Ha, that was fast!

Oh, why?

You seem very optimistic that there is going to be a post-Covid world!

There is going to be one and many. We’re not doomed and we anchor on our hopes.

But isn’t it too early to have ‘hopes’ about a post-Covid world?

Well, as the Bard sings, “True hope is swift, and flies with swallow’s wings.”

Well, Shakespeare is not an ideal candidate to quote during Covid.

Jokes apart, I’m not being falsely optimistic. All signs point towards a recovery waiting for us in the immediate horizon. There are vaccines being developed and there is significant progress on that front. The Oxford University’s ChAdOx1 nCoV-19 vaccine is being tested on human volunteers and soon there will be mass tests in Africa and South America; China has also made significant progress on its vaccine, as reports suggest. And globally, the number of cases are coming down in geographies that were once ravaged by the coronavirus.

So, there’s hope?

Indeed there is. Science is doing its bit. The rest is up to the society. In all likelihood, we have reasons to believe that the world is pretty well prepared to live with the virus for a little longer from now, despite the fact that callous policies and careless collective behaviour are causing concerns across the world. Now there is some consensus on the fact that in the short term we will be cohabiting with the coronavirus while taking care of the weak and vulnerable and letting the able and the well-off to go about their essential affairs without hassle.

Fine, but that’s not the post-Covid world.

Agreed. But how we cohabit with Covid is going to have a telling effect on how we will build and run the post-Covid world. And in this scenario, history has some lessons for us.

Like what?

Spanish Flu throws some clues here, say historians and medical experts. The similarities between the pandemic of 1918, which many consider the deadliest in human history, are well discussed. For starters, it infected some 50 core people across the globe. Mind you, this was a third of the world’s population then. The Flu killed anywhere between two to five crore people. It started in Europe, spread to the US and parts of Asia and then became a globetrotter at will. Like today, no effective medication was available then to treat the virus. People wore masks, shut themselves out and stayed home.

So how did it end?

The Flu ended in the summer of 1919. Many of its victims died and those that were left gained immunity. It took nearly 90 years for science to figure out what was behind the deadly nature of the Flu. In 2008, scientists delineated three genes powered the Spanish Flu virus to attack and emaciate its target’s bronchial tubes and lungs and trigger bacterial pneumonia.

Ha, 90 years!

On that cue, we’re on a much stronger footing today than in 1918, when the world was going through a war. Today, there is relative peace and technology has made physical distancing much easier and science has progressed in leaps and bounds from where it stood in the early 1900s. Still, the 1918 Flu offers great learnings that can help us prepare for a post-Covid world.

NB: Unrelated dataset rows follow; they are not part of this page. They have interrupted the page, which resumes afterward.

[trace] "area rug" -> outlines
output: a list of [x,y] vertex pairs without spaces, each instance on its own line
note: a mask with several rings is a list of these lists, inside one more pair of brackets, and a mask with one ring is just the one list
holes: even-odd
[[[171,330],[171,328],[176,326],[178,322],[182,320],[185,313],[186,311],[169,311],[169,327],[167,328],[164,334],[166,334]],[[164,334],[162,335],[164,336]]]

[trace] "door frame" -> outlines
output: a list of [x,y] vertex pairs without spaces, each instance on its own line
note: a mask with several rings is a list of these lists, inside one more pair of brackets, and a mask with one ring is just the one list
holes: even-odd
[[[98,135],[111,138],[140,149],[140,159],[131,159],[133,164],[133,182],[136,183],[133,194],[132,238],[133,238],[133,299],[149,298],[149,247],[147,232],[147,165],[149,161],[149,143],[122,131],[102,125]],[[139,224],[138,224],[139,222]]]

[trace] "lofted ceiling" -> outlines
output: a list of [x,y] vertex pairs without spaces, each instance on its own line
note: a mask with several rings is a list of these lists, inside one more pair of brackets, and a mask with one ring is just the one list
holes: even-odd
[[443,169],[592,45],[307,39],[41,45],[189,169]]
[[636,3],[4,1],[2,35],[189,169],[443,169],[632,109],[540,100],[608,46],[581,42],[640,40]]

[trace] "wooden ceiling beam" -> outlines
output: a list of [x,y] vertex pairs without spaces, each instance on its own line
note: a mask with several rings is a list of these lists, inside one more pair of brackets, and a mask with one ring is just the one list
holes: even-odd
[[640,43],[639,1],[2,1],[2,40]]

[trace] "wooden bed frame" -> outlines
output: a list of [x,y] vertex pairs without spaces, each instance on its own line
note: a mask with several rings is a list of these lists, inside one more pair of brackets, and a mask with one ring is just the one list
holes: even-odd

And one of the most important lessons is about the need to be altruistic, individually and collectively — as persons, as people, as societies and as governments.

How?

The post-Covid world will be extremely unequal given the way wealth creation has stagnated for most people in the world now. Sparing a few of the super-rich and those with reserve capital, most people are staring at blank income numbers. The UNDP’s latest estimates show that global human development (a measure that combines factors such as world’s education, health and living standards) has declined this year for the first time since the concept was developed in 1990. Several studies and reports have confirmed this impending doom. Here, governments must make sure workers, women, children and other vulnerable communities are not left in the lurch. Social security network should cover more.

How, again?

A great example is Frances Perkins. She is the architect of the New Deal that helped save America after the Great Depression. She devised robust social security and public works programmes in post-war America that helped millions of people to get out of poverty. Given that Covid-19 has exposed chinks in the public health infrastructure (even) in Europe and the US, one of the major thrust areas in the post-Covid world will be the need to enhance public health spending. Another key feature will be the dire need to go frugal in our own spending, a touch of Gandhian austerity can help there. In sum, the best vaccine that is going to help us in the post-Covid world is how compassionately we are going to take care of each other.